What is evidence?
Evidence is information that the court looks at in understanding and ultimately determining a matter.
In a family law matter there a number of different pieces of evidence that the court will look to:
Affidavits: Affidavits by you and possibly supporting witnesses. Affidavits are sworn written statements of fact. Affidavits are used to support your wishes as to what Orders the court can make. Your solicitor will help you draft your and any supporting affidavits. Your affidavit must comply with court evidence rules. Anytime you submit evidence to the court there are important considerations to take into account regarding your matter from both a strategic and practical perspective. Therefore it is very important to talk to a solicitor before submitting anything to the court.
Valuations: Valuations of any property, businesses, chattels and superannuation may be required from the court.
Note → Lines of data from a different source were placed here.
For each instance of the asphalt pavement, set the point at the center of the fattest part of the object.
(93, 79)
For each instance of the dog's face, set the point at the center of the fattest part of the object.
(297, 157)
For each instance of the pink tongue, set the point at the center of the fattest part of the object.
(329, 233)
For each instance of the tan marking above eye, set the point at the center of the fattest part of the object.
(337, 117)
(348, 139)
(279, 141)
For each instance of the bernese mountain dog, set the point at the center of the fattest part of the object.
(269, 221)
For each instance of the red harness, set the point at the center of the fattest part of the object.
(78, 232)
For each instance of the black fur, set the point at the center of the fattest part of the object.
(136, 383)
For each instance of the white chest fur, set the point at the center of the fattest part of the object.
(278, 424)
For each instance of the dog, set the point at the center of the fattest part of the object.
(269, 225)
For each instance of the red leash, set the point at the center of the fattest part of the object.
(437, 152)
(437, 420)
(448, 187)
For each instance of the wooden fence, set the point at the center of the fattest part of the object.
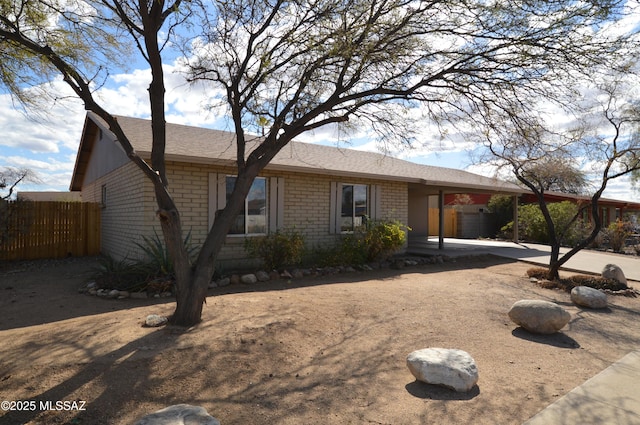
(31, 230)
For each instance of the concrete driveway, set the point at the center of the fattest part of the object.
(587, 261)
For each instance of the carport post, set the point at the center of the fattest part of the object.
(515, 219)
(440, 219)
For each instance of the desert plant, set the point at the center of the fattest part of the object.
(377, 240)
(156, 255)
(383, 238)
(617, 233)
(277, 249)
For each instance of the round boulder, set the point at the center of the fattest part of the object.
(612, 271)
(588, 297)
(179, 414)
(537, 316)
(449, 368)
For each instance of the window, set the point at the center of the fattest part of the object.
(351, 205)
(355, 206)
(263, 209)
(253, 218)
(103, 196)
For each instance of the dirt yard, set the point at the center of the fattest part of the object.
(327, 350)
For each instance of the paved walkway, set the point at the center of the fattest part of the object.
(612, 397)
(584, 261)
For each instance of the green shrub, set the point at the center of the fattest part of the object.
(278, 249)
(157, 260)
(377, 240)
(383, 238)
(127, 275)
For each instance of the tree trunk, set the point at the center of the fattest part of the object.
(192, 282)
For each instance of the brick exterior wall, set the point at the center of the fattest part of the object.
(131, 209)
(124, 213)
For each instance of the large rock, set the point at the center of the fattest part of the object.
(542, 317)
(450, 368)
(588, 297)
(179, 414)
(611, 271)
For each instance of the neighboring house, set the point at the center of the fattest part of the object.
(321, 191)
(475, 220)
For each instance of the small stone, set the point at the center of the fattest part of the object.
(274, 275)
(248, 278)
(180, 414)
(612, 271)
(154, 320)
(450, 368)
(262, 276)
(588, 297)
(225, 281)
(537, 316)
(398, 264)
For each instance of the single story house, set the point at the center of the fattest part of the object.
(475, 220)
(321, 191)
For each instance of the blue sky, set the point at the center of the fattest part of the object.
(48, 143)
(47, 140)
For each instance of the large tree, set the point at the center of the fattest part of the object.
(296, 66)
(602, 148)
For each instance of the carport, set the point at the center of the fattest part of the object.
(429, 192)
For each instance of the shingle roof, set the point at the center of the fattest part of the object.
(201, 145)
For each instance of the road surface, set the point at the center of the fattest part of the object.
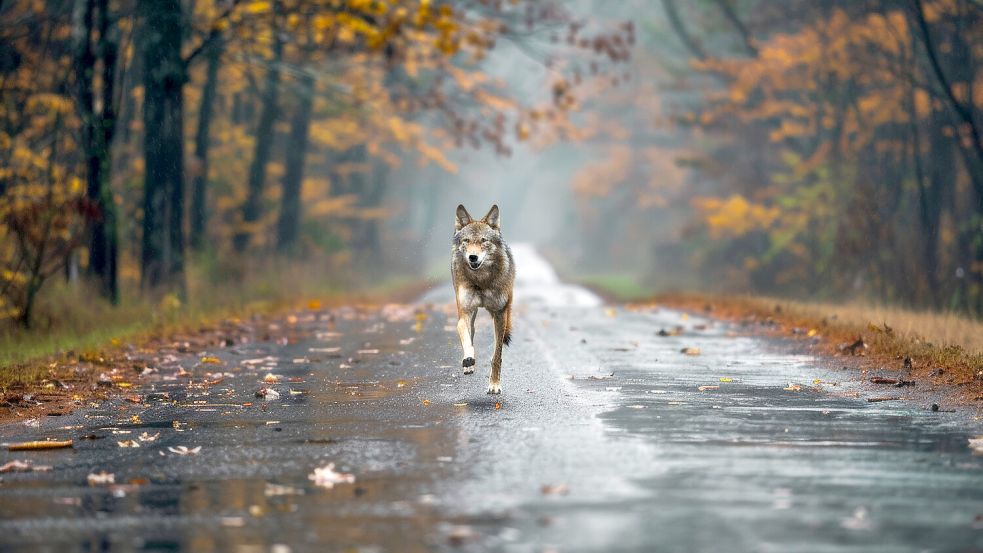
(603, 440)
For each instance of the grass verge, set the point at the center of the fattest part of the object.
(941, 353)
(58, 365)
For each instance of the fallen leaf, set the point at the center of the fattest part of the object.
(23, 466)
(184, 450)
(101, 478)
(47, 444)
(327, 477)
(557, 489)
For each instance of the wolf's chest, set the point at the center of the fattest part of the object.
(471, 297)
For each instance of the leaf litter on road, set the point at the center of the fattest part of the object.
(23, 466)
(327, 477)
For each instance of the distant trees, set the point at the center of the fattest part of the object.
(130, 129)
(868, 177)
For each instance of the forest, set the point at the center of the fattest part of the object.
(813, 149)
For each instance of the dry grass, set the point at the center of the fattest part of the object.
(943, 349)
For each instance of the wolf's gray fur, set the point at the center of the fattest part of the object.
(483, 273)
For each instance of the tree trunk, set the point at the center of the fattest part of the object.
(162, 258)
(288, 225)
(253, 208)
(199, 194)
(97, 136)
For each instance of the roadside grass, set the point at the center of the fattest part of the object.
(72, 319)
(944, 348)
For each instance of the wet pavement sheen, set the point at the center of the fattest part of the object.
(602, 440)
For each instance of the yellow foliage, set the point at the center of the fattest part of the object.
(734, 216)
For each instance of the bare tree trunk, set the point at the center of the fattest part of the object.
(98, 129)
(253, 208)
(199, 194)
(162, 259)
(288, 225)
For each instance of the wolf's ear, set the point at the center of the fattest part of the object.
(462, 218)
(493, 219)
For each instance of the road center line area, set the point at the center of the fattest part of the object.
(607, 437)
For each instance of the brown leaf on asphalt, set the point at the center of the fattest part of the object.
(327, 477)
(46, 444)
(101, 478)
(23, 466)
(184, 450)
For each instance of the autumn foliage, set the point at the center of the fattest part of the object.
(137, 136)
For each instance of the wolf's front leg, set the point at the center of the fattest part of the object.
(494, 380)
(464, 331)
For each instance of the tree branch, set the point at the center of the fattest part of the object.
(214, 35)
(961, 110)
(728, 10)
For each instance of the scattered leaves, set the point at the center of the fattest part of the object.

The court has special rules about who can value assets and the process involved in obtaining these valuations. Your solicitor will assist you in this process.
Financial Statement: Your financial statement is a document which sets out a person’s income, financial resources, assets and liabilities.
Expert witnesses: The court may order that an Expert Witness is called in. Expert Witness are professionals in other fields that can make an assessment and then provide evidence about a particular issue. For example, a superannuation expert may be brought in to provide evidence on a complicated superannuation issue.
Subpoenas: If you are unable to gain disclosure information, for example, because of confidentiality issues you can apply for a Subpoena. There are three types of subpoenas:
- Subpoenas to produce documents;
- Subpoenas to give evidence;
- Subpoenas for production of documents and to give evidence.